Don't confuse the conditional compilation macros PLAT_LINUX, PLAT_WIN32 etc with the phantom types Posix, Win32, etc.

The compexity of the model is there so you get:

(a) parametrically polymorphic platform independent code (b) platform specific code (c) automatically adapted code to the local target

Note also the splitup is not complete. In particular Process is not properly split into an abstract class with virtuals and instances for each platform. So occasionally you may have to use conditional Felix compilation with PLAT_* macros and write code for each platform. You shouldn't need to do that if your code is intended to be portable, it should be done in the library instead.

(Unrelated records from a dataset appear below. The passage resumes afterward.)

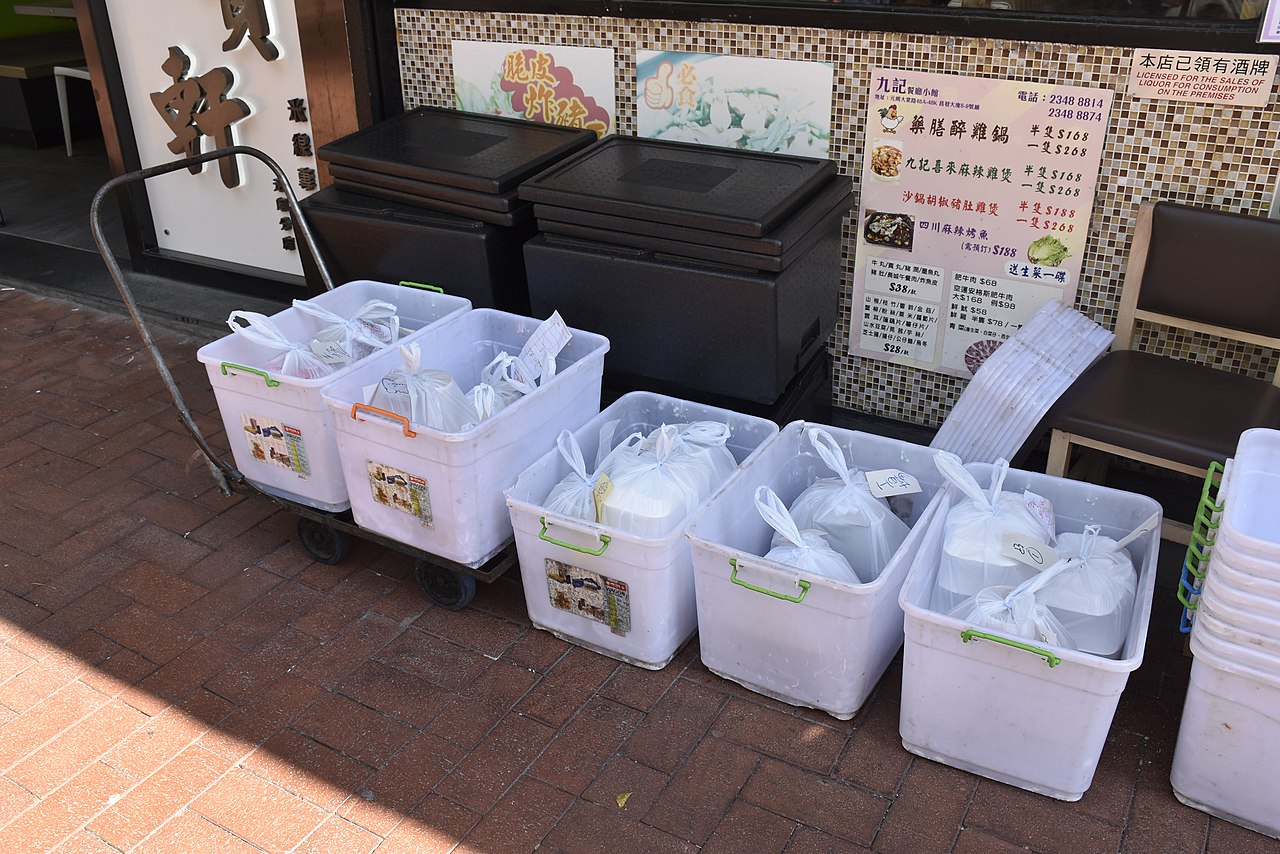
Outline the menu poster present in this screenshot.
[850,68,1111,376]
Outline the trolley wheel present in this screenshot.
[298,516,351,566]
[415,561,476,611]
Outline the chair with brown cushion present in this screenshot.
[1046,202,1280,543]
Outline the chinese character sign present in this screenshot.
[453,41,617,136]
[636,50,833,157]
[850,68,1111,376]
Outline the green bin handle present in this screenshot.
[223,362,280,388]
[538,516,613,557]
[728,557,810,604]
[960,629,1062,667]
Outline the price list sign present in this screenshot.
[850,68,1111,376]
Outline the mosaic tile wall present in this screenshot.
[397,9,1280,426]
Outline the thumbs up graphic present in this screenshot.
[644,63,676,110]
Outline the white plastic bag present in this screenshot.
[1039,525,1138,658]
[791,428,911,583]
[948,558,1079,649]
[227,311,334,379]
[929,451,1047,613]
[369,342,476,433]
[293,300,399,367]
[755,487,861,584]
[600,426,707,538]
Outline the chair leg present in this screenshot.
[54,74,72,157]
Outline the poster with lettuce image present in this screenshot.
[636,50,835,157]
[452,40,617,136]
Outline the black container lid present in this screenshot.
[316,106,595,193]
[520,136,836,237]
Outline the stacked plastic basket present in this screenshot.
[1171,429,1280,837]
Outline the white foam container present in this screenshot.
[899,463,1160,800]
[687,421,942,720]
[323,309,609,566]
[196,280,471,511]
[507,392,778,670]
[1170,635,1280,839]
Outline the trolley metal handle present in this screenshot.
[88,145,333,495]
[351,403,417,439]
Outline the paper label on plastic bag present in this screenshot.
[1023,489,1057,545]
[547,557,631,635]
[511,311,573,383]
[867,469,920,498]
[1000,533,1057,570]
[591,471,613,521]
[365,460,434,528]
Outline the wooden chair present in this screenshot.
[1046,202,1280,543]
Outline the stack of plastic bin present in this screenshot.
[689,421,941,720]
[1171,429,1280,837]
[324,309,609,566]
[196,282,471,511]
[507,392,778,670]
[899,463,1161,800]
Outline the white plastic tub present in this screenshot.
[196,280,471,511]
[507,392,778,670]
[899,463,1160,800]
[323,309,609,566]
[687,421,942,720]
[1170,637,1280,837]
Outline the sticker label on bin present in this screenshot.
[241,412,311,480]
[547,558,631,635]
[365,460,433,528]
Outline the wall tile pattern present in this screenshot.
[397,9,1280,426]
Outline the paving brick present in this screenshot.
[191,768,326,851]
[742,758,888,845]
[543,800,698,854]
[622,680,724,773]
[136,809,261,854]
[241,730,374,812]
[0,762,132,851]
[462,777,573,854]
[293,694,413,768]
[110,561,209,615]
[436,714,556,813]
[335,661,452,727]
[87,746,230,850]
[378,795,480,854]
[517,647,621,726]
[6,700,146,798]
[703,800,796,854]
[530,698,644,795]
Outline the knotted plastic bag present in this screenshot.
[755,487,861,584]
[293,300,399,367]
[948,558,1079,649]
[369,342,476,433]
[791,428,911,583]
[931,452,1048,613]
[227,311,334,379]
[600,426,707,538]
[1039,525,1138,658]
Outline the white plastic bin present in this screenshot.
[687,421,942,720]
[323,309,609,566]
[507,392,778,670]
[196,280,471,511]
[899,463,1160,800]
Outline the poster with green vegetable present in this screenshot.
[452,40,617,137]
[636,50,833,157]
[850,68,1111,376]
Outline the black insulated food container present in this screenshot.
[520,137,852,411]
[302,106,595,307]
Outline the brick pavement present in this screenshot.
[0,289,1280,854]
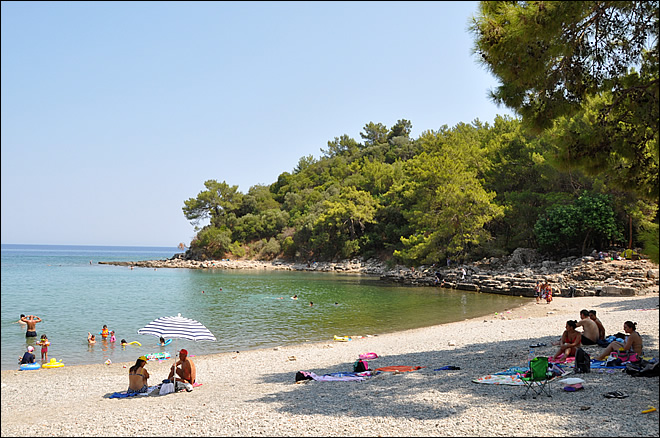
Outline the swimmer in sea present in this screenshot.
[21,315,41,338]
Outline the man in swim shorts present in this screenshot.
[576,309,598,345]
[167,348,197,385]
[20,345,35,365]
[21,315,41,338]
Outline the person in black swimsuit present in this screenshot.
[21,315,41,338]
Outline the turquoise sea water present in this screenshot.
[0,244,529,370]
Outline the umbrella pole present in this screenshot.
[172,338,177,386]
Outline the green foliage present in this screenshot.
[640,222,660,265]
[391,139,503,264]
[470,1,660,202]
[534,193,622,254]
[259,237,281,260]
[184,116,657,265]
[229,242,246,259]
[183,180,242,227]
[190,226,231,259]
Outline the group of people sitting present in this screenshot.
[534,280,552,304]
[126,349,197,394]
[554,309,642,361]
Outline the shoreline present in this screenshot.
[98,255,660,297]
[1,290,660,436]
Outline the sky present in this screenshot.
[0,1,513,247]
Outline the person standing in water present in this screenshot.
[21,315,41,338]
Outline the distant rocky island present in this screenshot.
[99,248,659,297]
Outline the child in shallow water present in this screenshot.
[37,334,50,362]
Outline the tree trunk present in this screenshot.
[628,215,632,249]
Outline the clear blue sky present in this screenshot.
[1,1,512,246]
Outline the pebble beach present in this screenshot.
[1,288,660,437]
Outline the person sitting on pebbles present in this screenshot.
[167,348,197,385]
[598,321,643,360]
[554,320,582,360]
[577,309,598,345]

Note also some of the platform dependencies are hidden from Felix by the run time library. So there is a second level of platform adaption happening in C++ as well.

skaller avatar Aug 04 '16 21:08 skaller

Cross compilation is a continuing pain. The difficulty is primarily building the appropriate target directory. This is because there are no tools to manage configurations. The build system uses a simplified setup now: Felix comes with "pre-configured" setups for most platforms. The source config database is organised in a tree from which you can extract a target config based on the compiler, word size, and OS. The OS macro has to be configured as well.